The strength of our study is its use of large nationwide register data with excellent coverage and quality [13, 15, 16]. The register data used in our study are routinely collected using structured forms with national instructions, which ensures good coverage and reduces possible reporting and selection biases. However, the present study has several limitations that should be addressed. The main limitation of our study is that a relatively high proportion of pregnancies were excluded from the analysis because OGTT was not performed. After 2008, the screening methods for GDM were changed to comprehensive screening. This meant that the testing rates for GDM increased notably toward the end of the study period [31]. A further limitation is the missing clinical information on the traumas included in this study (e.g., radiological findings, trauma mechanisms, and cause of trauma).
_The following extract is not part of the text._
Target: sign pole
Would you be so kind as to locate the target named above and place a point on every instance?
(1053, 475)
As a result, the severity of the TBIs included in the study remains unknown. Another limitation of our study is the missing clinical information on whether patients had a history of either type I or type II diabetes. This limitation should, therefore, be considered when interpreting the results of this study. However, as our study sample was large, we believe that any possible bias did not markedly affect our results.

Conclusion

The total odds for the development of GDM after TBI were higher when compared to the control group. In particular, a previous TBI and increasing age might be possible risk factors for the development of GDM. Therefore, a history of TBIs should be acknowledged as a possible risk factor for the development of GDM, and the results gained from this study should be used in the prevention and screening of GDM.

Based on our findings, further research is warranted and a history of TBI should be acknowledged as a possible risk factor for the development of GDM.